Daniel Kahneman 1934-2024  

By Shlomo Maital  

      Daniel Kahneman passed away in Princeton, NJ,  yesterday (Wednesday), three weeks after his birthday.  He was 90 years old.   In 2002 Kahneman, an Israeli psychologist, won the Nobel Prize for Economics, together with Vernon Smith.

      And therein, lies a story.  How in the world can a psychologist win a Nobel Prize in a discipline distant from his own, as day is distant from night?

     In 2003, I wrote a review article on Kahneman (and his sidekick Amos Tversky, who died of cancer in 1995 – otherwise, he would have shared the Nobel with Kahneman). 

      I wrote:  “There are two ways to research how people make judgments under uncertainty. One is mathematics. Define a minimum set of axioms necessary to obtain analytical solutions for equilibrium. Examine that equilibrium’s efficiency, optimality, stability and uniqueness.”  For 150 years,  this is how economists did research, largely, creating La-La Land theories and ‘verifying’ them by crunching numbers.

       But there is another way. “A  second approach is behavioral. Offer people (surgeons, statisticians, psychologists, ordinary people)  a series of pair choices.  Would you prefer—

A. 50% chance to win a 3-week tour of England, France, and Italy or B. (100% certain) 1-week tour of England.  Observe their behavior carefully and generalize.”  

    Surprise!  Turns out that people are more complex in their behavior (toward risk, toward EVERYthing!) than economists’ math models.  It took two Israeli psychologists, who amazingly published their keystone 1979 paper in the leading theoretical, mathematical journal, Econometrica   AND SPOKE TO ECONOMISTS IN THEIR LANGUAGE, BUT SINGING A COMPLETELY DIFFERENT TUNE!    They presented their psychological theory of behavior toward risk, “Prospect Theory”,  as a mathematical model – with behavioral evidence.
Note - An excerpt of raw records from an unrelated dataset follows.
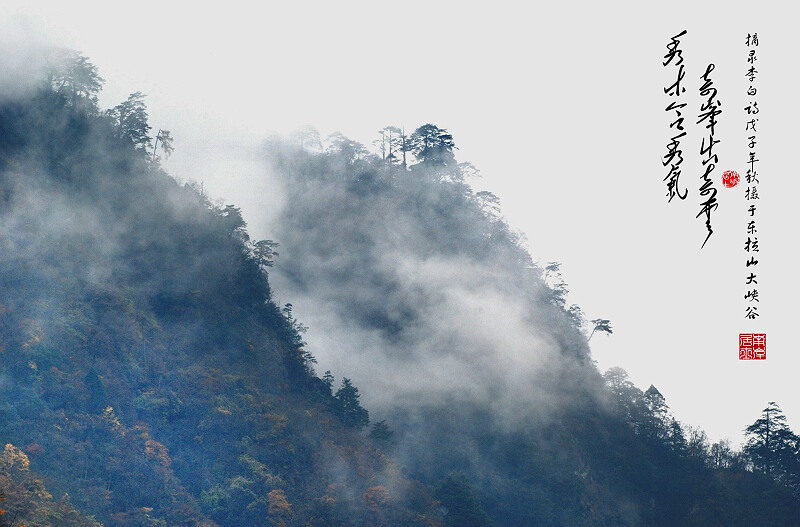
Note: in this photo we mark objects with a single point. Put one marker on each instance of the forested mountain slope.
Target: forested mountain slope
(148, 377)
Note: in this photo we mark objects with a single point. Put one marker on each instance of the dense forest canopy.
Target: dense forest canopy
(150, 378)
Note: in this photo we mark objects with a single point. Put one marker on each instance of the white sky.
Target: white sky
(560, 107)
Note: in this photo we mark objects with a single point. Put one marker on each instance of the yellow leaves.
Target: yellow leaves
(155, 450)
(13, 459)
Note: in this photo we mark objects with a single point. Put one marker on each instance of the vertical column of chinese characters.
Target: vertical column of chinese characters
(751, 345)
(709, 110)
(674, 156)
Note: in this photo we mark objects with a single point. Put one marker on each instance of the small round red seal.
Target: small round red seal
(730, 178)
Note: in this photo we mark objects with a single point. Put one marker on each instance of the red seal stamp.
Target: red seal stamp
(730, 178)
(752, 346)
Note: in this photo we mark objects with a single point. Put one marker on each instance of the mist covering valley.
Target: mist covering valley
(391, 355)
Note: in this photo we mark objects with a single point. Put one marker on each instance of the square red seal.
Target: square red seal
(752, 346)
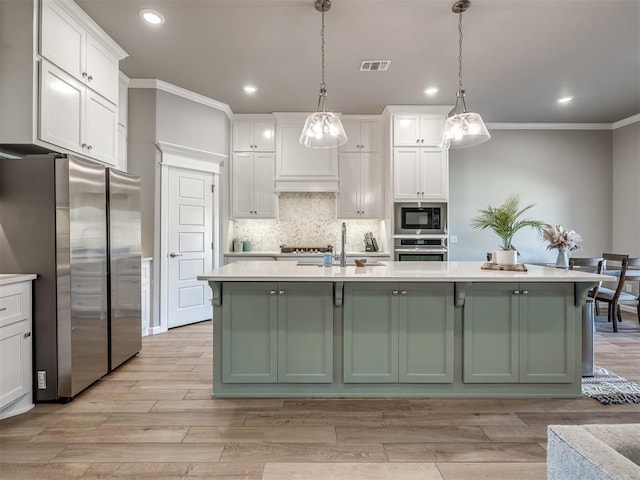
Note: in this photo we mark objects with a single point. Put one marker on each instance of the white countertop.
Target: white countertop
(308, 254)
(8, 278)
(392, 272)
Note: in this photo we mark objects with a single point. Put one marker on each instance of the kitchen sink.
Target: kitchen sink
(349, 264)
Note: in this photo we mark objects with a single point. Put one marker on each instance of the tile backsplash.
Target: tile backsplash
(305, 219)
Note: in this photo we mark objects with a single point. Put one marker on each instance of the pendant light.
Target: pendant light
(323, 129)
(462, 129)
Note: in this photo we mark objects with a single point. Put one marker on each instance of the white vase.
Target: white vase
(563, 258)
(506, 257)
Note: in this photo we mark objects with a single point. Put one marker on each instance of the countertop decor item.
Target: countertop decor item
(323, 129)
(463, 129)
(565, 241)
(505, 220)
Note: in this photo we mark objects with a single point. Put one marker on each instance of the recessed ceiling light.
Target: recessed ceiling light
(152, 17)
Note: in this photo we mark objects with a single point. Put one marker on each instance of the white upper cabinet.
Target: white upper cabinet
(253, 133)
(76, 118)
(69, 44)
(414, 129)
(360, 185)
(420, 174)
(364, 134)
(252, 194)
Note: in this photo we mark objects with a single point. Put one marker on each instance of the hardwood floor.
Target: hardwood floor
(154, 419)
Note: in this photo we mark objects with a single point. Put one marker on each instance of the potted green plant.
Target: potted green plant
(505, 220)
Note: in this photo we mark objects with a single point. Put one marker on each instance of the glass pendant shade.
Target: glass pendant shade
(463, 129)
(323, 129)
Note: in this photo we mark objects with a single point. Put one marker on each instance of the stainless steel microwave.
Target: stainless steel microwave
(420, 218)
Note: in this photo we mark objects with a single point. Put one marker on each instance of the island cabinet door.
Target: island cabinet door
(547, 333)
(490, 333)
(305, 333)
(370, 333)
(249, 332)
(425, 333)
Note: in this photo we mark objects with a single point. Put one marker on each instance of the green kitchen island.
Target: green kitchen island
(398, 329)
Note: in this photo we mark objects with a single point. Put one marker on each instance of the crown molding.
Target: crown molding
(180, 92)
(626, 121)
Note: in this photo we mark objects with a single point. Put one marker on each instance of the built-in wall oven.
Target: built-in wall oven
(420, 218)
(420, 249)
      Perhaps Kahneman’s most influential book is 2011 Thinking, Fast and Slow.  The book’s main thesis is that we have two modes of thought: “System 1”, fast, instinctive and emotional; “System 2”, slower, more deliberative, and more logical.  A lot of what we do is driven by System 1 and the emotional, limbic part of our brain.  (That’s how I chose, at age 18, to study Economics.  System 1.  Bad move!  ) .

      Economics today has changed its DNA, from mathematics to behavior.  In large part, thanks to Kahneman.

      If you have patience for a few hundred more words,  read below how Kahneman gained crucial insights about behavior, from Israeli pilots:

        Daniel Kahneman gave a lecture to Israeli fighter pilots about effective training practices. During his talk, Kahneman discussed the well-supported concept that rewarding good performance is more effective than punishing poor performance.  An incredulous senior Air Force  instructor confronted Kahneman and said that criticising his trainee pilots for poor execution of aerial manoeuvers worked.   How did he know? The instructor had noticed that when he criticized trainees after they poorly executed a manoeuver, they almost always improved on their next attempt.   Sharp criticism works.

       Kahneman drew a chalk target on the floor, had the officers turn their backs to the target and try to hit the target with two no-look coin throws.  Officers who were far from the target on their first throw improved on the second throw; officers who were close to the target on their first throw did worse on their second throw.

      Kahneman showed how we conflate ‘effective feedback’—either positive or negative—with regression to the mean.  Did poorly on the maneuver?  Chances are, the next try will be better.  Did great?  Maybe next time will be less great.  Behavior tends to the mean.

  I often wonder how different the world might be today, if economists had not taken a wrong turn, from Adam Smith in 1776, through Afred Marshall in 1880, to large-scale black-box econometric models in the 1960s.  And just did a simple pivot, as Kahneman and Tversky did —  get out of your office and study real people.  

     Rest in peace, Daniel Kahneman.  You can say what few others can – as a researcher, your work really did change the world and changed the way we think and act and choose. For the better.